One easy way to compost these left over grains and increase the organic matter in your soil is simply to dig trenches, for example between the rows in your vegetable or cut-flower garden, pour the grain in there, cover it over with soil, and let the worms do the composting.

Comments

  1. Pat, I’m a bit unclear on your advice regarding this topic. In the first paragraph your indicate spent brewery grains are highly nitrogenous. In the middle you state once the water is removed, they are a carbon source that siphons nitrogen from the soil. At the end, I understand you to stay they are classified as a nitrogenous product.

    Can you clarify this please?

    • I am sorry if what I wrote is confusing. The main point is that spent brewery grains that are moist work well in compost or even for adding nitrogen to soil, as a slow-acting organic fertilizer. On the other hand if the grains are dry and caked they will act more like a carbonaceous, woody product. Perhaps this can best be explained as the difference between a juicy green leaf, which is nitrogenous, or the same leaf when it is totally dead and dried out, which is carbonaceous. The point is, I were you I would try to avoid getting a load of spent brewery grains that have dried out.
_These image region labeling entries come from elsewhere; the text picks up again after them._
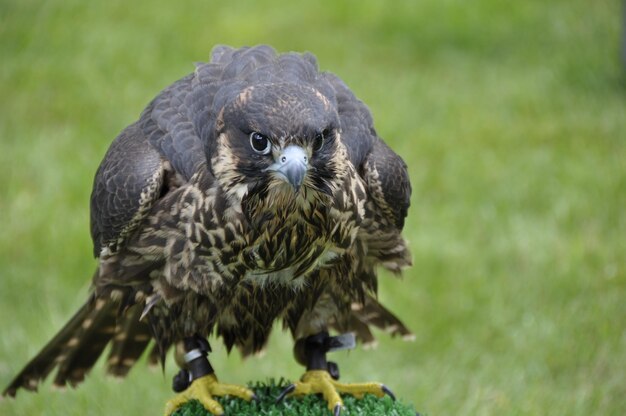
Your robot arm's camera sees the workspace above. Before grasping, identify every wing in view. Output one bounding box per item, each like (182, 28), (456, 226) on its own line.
(324, 73), (411, 231)
(91, 74), (212, 256)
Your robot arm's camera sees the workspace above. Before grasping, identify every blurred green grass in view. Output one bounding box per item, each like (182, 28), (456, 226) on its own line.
(0, 0), (626, 415)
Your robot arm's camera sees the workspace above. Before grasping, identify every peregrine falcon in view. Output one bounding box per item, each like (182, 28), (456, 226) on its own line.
(3, 46), (412, 415)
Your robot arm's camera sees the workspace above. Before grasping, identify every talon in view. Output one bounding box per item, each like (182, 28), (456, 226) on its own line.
(276, 383), (296, 403)
(165, 374), (255, 416)
(380, 384), (396, 402)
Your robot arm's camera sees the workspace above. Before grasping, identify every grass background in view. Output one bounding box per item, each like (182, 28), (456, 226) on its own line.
(0, 0), (626, 415)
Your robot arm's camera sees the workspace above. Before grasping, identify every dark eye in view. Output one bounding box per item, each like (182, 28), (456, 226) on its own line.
(250, 131), (272, 155)
(313, 129), (329, 152)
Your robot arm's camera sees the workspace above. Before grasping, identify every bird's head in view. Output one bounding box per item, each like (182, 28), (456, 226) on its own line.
(208, 83), (345, 211)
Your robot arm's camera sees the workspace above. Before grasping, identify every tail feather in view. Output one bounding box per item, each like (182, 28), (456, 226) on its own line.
(107, 305), (152, 377)
(2, 300), (107, 396)
(54, 299), (117, 387)
(352, 296), (415, 340)
(2, 297), (151, 397)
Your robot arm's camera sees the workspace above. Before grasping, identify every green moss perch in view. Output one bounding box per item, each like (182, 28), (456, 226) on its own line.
(173, 379), (417, 416)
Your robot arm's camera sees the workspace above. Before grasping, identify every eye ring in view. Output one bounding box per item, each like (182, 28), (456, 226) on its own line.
(250, 131), (272, 155)
(313, 129), (328, 152)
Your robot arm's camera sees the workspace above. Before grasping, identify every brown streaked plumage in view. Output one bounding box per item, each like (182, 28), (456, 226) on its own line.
(3, 46), (411, 412)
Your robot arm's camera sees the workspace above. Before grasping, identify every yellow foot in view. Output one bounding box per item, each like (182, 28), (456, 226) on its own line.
(165, 374), (255, 416)
(276, 370), (395, 416)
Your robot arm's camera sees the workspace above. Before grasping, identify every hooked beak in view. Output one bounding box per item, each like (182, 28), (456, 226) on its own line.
(268, 145), (309, 192)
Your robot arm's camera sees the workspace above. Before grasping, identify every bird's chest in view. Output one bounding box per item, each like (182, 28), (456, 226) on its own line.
(243, 210), (339, 283)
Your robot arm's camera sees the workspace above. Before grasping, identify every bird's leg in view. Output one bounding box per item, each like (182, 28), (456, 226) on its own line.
(277, 332), (395, 416)
(165, 336), (255, 416)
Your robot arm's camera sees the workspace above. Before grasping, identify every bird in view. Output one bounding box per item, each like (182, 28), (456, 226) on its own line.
(3, 45), (413, 415)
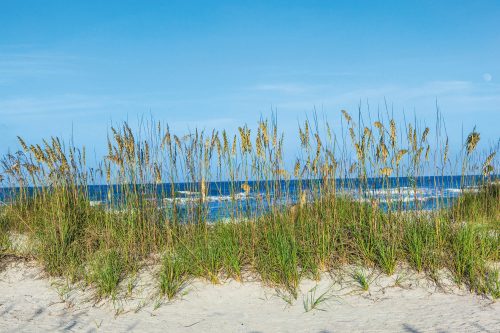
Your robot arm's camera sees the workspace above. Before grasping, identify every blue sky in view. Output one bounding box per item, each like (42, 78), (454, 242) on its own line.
(0, 0), (500, 160)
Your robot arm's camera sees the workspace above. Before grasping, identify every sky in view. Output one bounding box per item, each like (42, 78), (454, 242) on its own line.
(0, 0), (500, 161)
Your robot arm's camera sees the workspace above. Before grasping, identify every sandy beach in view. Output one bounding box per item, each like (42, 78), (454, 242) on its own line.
(0, 262), (500, 332)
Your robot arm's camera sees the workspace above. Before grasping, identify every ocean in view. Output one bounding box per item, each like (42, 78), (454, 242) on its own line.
(0, 176), (492, 220)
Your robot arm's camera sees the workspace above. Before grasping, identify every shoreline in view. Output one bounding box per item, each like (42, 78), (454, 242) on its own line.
(0, 260), (500, 332)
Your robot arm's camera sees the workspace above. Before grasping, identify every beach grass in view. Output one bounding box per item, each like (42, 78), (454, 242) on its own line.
(0, 111), (500, 298)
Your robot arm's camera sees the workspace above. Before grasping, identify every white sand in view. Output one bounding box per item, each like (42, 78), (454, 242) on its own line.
(0, 263), (500, 332)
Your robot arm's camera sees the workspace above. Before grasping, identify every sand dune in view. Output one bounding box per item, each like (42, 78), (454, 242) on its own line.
(0, 262), (500, 332)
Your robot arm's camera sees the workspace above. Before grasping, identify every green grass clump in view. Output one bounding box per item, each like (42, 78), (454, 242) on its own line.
(159, 253), (188, 299)
(88, 250), (124, 297)
(0, 111), (500, 298)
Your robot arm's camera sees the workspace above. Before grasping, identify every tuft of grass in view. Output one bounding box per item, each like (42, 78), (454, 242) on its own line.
(89, 250), (124, 297)
(159, 249), (187, 300)
(0, 111), (500, 298)
(302, 285), (331, 312)
(352, 269), (370, 291)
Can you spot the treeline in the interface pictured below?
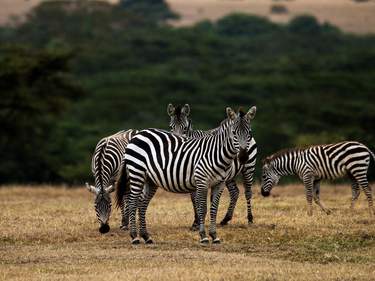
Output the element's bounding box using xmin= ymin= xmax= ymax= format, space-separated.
xmin=0 ymin=0 xmax=375 ymax=183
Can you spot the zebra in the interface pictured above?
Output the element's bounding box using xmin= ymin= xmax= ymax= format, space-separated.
xmin=116 ymin=106 xmax=256 ymax=244
xmin=167 ymin=101 xmax=257 ymax=226
xmin=86 ymin=129 xmax=137 ymax=234
xmin=261 ymin=141 xmax=375 ymax=216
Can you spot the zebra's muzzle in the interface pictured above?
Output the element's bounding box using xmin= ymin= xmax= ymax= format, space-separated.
xmin=99 ymin=224 xmax=111 ymax=234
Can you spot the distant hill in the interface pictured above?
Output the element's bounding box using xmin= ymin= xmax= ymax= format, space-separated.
xmin=0 ymin=0 xmax=375 ymax=33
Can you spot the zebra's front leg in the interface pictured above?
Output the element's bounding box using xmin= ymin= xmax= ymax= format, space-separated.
xmin=190 ymin=192 xmax=199 ymax=231
xmin=219 ymin=180 xmax=240 ymax=225
xmin=302 ymin=175 xmax=314 ymax=216
xmin=313 ymin=180 xmax=331 ymax=215
xmin=195 ymin=183 xmax=209 ymax=244
xmin=120 ymin=194 xmax=129 ymax=230
xmin=350 ymin=182 xmax=360 ymax=210
xmin=209 ymin=185 xmax=224 ymax=244
xmin=138 ymin=184 xmax=157 ymax=244
xmin=129 ymin=180 xmax=143 ymax=244
xmin=360 ymin=182 xmax=375 ymax=216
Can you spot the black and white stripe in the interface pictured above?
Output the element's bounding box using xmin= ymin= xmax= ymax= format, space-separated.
xmin=261 ymin=141 xmax=375 ymax=215
xmin=167 ymin=104 xmax=257 ymax=225
xmin=116 ymin=107 xmax=256 ymax=243
xmin=86 ymin=130 xmax=137 ymax=233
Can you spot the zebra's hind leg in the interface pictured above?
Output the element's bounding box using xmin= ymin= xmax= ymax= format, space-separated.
xmin=190 ymin=192 xmax=199 ymax=231
xmin=349 ymin=174 xmax=360 ymax=210
xmin=138 ymin=184 xmax=157 ymax=244
xmin=120 ymin=194 xmax=129 ymax=230
xmin=220 ymin=180 xmax=240 ymax=225
xmin=302 ymin=175 xmax=313 ymax=216
xmin=359 ymin=178 xmax=375 ymax=216
xmin=195 ymin=182 xmax=208 ymax=244
xmin=129 ymin=178 xmax=144 ymax=244
xmin=313 ymin=180 xmax=331 ymax=215
xmin=209 ymin=185 xmax=223 ymax=244
xmin=242 ymin=162 xmax=255 ymax=224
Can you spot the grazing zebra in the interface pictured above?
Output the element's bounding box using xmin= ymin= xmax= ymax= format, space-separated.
xmin=86 ymin=130 xmax=137 ymax=233
xmin=261 ymin=141 xmax=375 ymax=216
xmin=167 ymin=104 xmax=257 ymax=225
xmin=116 ymin=107 xmax=256 ymax=244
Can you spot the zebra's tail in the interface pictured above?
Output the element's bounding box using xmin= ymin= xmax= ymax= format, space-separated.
xmin=116 ymin=163 xmax=129 ymax=208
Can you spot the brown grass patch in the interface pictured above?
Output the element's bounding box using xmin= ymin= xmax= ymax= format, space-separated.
xmin=0 ymin=185 xmax=375 ymax=280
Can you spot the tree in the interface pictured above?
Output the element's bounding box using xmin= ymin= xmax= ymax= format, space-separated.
xmin=0 ymin=46 xmax=83 ymax=182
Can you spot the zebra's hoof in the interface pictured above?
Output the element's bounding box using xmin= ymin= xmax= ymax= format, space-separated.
xmin=145 ymin=238 xmax=154 ymax=244
xmin=132 ymin=238 xmax=141 ymax=245
xmin=120 ymin=225 xmax=129 ymax=231
xmin=200 ymin=237 xmax=209 ymax=245
xmin=212 ymin=238 xmax=221 ymax=244
xmin=220 ymin=220 xmax=229 ymax=226
xmin=190 ymin=224 xmax=199 ymax=231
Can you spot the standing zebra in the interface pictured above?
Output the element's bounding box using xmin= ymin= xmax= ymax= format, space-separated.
xmin=86 ymin=129 xmax=137 ymax=233
xmin=261 ymin=141 xmax=375 ymax=216
xmin=167 ymin=104 xmax=257 ymax=225
xmin=116 ymin=107 xmax=256 ymax=244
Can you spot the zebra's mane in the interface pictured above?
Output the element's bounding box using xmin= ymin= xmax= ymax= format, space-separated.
xmin=95 ymin=139 xmax=108 ymax=188
xmin=174 ymin=105 xmax=182 ymax=119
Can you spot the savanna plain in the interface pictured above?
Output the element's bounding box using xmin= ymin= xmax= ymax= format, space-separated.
xmin=0 ymin=184 xmax=375 ymax=280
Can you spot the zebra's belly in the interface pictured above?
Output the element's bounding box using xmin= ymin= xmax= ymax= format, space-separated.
xmin=317 ymin=167 xmax=347 ymax=180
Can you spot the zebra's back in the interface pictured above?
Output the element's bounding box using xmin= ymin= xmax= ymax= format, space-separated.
xmin=305 ymin=141 xmax=370 ymax=179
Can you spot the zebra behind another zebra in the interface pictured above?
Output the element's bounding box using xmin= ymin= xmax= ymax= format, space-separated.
xmin=86 ymin=129 xmax=137 ymax=233
xmin=116 ymin=107 xmax=256 ymax=244
xmin=167 ymin=104 xmax=257 ymax=225
xmin=261 ymin=141 xmax=375 ymax=216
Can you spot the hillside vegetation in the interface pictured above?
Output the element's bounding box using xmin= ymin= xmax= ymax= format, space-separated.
xmin=0 ymin=0 xmax=375 ymax=183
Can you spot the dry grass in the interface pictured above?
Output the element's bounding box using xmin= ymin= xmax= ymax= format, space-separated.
xmin=0 ymin=185 xmax=375 ymax=280
xmin=0 ymin=0 xmax=375 ymax=33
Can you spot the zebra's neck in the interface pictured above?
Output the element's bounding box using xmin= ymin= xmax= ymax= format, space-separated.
xmin=214 ymin=119 xmax=238 ymax=164
xmin=272 ymin=151 xmax=300 ymax=176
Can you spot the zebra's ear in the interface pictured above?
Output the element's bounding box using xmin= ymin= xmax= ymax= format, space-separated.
xmin=167 ymin=103 xmax=175 ymax=116
xmin=86 ymin=182 xmax=97 ymax=194
xmin=246 ymin=106 xmax=257 ymax=120
xmin=105 ymin=185 xmax=115 ymax=193
xmin=227 ymin=107 xmax=237 ymax=120
xmin=182 ymin=103 xmax=190 ymax=116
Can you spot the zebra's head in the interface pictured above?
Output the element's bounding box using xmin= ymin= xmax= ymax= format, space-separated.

  2. Make it into the ground and mixed ASAP. Sitting around it stinks, majorly. Mix it up by hand or machine, it decomposes quickly if done before it dries out. High altitude and/or hot and dry climate, needs some water added to avoid bricking or globbing. Best way I have found after many 1000s of lbs of material used and maligned by trial and error, get a cement mixer (you can simulate in small form) to mix in existing soils with a 50/50 before you dump it into or onto your ground.

    I have not found properly composted (very hot) materials interfere with seeding (mixed in lots and lots at 50/50 directly into the ground) and had a bumper crop of old (5 year old) seeds (GMO, yep even wanted to see if garbage seeds could grow) and they did well with drip irrigation. So your YMMV to the author’s experience or knowledge, I have seen nothing pointing me to inhibitors when done fast as the OP stated, and get it mixed well and down into the ground fast.

    I hope my experiences can help others, and thank you all for having a neat forum to use and give feedback upon.d

    • Thank you for your very good information that should help many people. I am glad to know that according to your experience the gluten contained in the grain does not inhibit germination of seeds when one has mixed the spent brewery grain with earth at 50/50 ratio and buried it in the ground where further decomposition naturally will take place.

  3. How do we know thete is corn glutin in the spent hope? Ask the brewery what sugars they use? I assume HFCS is a big no no!

    Thanks!

    • A variety of grains are used in craft beers, including corn in a few. Yes, ask the brewery. Only natural materials from plants, such as leaves, stems, fruit, or in this case seeds, should be used in compost. Thus, of course not HFCS.

  4. Spent grain compost will help you grow 6 ft tall marigolds, megaflora.
    I’m going to touch up the Blackberry patch with this stuff, yum.